生命はメカニズムではないので、システムに適用することはできないのだと。
「教育の基準とか確固不動の格率〔規則・原則〕は存在するものではなく、いまだ存在したこともなかった」
では、いったい何が教育の方向を決めるのだろうか?
「それは、神の似姿以外のなにものでもない」
すなわち、人間を神に近づけること、これがブーバーの教育に対する基本方針なのだ。
具体的には、神の属性である二つの資質を開発することである。
ひとつは、創造性の開発である。
人間には「創始者本能」が宿っていると彼はいう。
子供たちは、自分で何かを作りたいという本能をもっている。
自分の力で、つい少し前までは存在しなかったものが目の前に誕生することに喜びを覚える。
「子供が渇望しているのは、こうした事物の生成に自分自身で参加することである」
子供は創造活動に参加したがっている。
神が世界を創造したように、私たち人間も世界を創造しようという願望と力を宿しているのだ。

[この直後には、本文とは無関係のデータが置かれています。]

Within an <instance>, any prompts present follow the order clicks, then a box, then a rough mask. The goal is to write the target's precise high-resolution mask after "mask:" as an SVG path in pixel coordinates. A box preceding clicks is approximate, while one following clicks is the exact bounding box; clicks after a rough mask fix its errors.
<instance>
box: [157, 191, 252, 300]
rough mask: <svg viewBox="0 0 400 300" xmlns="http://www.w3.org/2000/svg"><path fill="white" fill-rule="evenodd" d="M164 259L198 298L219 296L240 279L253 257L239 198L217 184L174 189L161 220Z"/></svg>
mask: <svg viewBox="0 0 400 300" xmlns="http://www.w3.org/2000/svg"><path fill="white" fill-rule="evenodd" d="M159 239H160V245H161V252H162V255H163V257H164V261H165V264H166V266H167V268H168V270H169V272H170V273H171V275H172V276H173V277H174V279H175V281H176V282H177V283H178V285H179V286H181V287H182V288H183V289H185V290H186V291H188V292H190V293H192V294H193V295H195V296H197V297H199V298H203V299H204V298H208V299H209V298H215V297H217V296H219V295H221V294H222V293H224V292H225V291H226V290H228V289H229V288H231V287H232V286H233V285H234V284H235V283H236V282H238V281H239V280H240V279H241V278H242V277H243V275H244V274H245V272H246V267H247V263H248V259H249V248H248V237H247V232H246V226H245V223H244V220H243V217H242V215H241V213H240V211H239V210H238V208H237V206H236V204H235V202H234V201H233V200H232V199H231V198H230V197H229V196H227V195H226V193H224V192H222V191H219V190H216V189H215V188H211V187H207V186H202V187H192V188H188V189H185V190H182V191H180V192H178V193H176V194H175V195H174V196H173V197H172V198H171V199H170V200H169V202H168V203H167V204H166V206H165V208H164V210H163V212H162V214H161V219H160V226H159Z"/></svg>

もちろん、完全な無から有を生み出した神の創造と同じわけではなく、ブーバーは人間の創造を「生成」と呼んで区別しているが、広義には「創造」であることに変わりはない。
たとえどんなにちっぽけな工作であっても、今まで存在しなかったものを存在せしめたという点では、ひとつの「世界創造」への参加なのである。
しかしながら、神の属性は創造だけではない。
神はまた、愛でもある。
この愛を開発することが、二番目の、ブーバーにとってもっとも重要な教育方針となる。
音色を創造しても、それを調和的に関係づけなければ音楽とはならないように、個々の事物を創造しても、それらを関係づけなければ、真の意味で世界とはいえない。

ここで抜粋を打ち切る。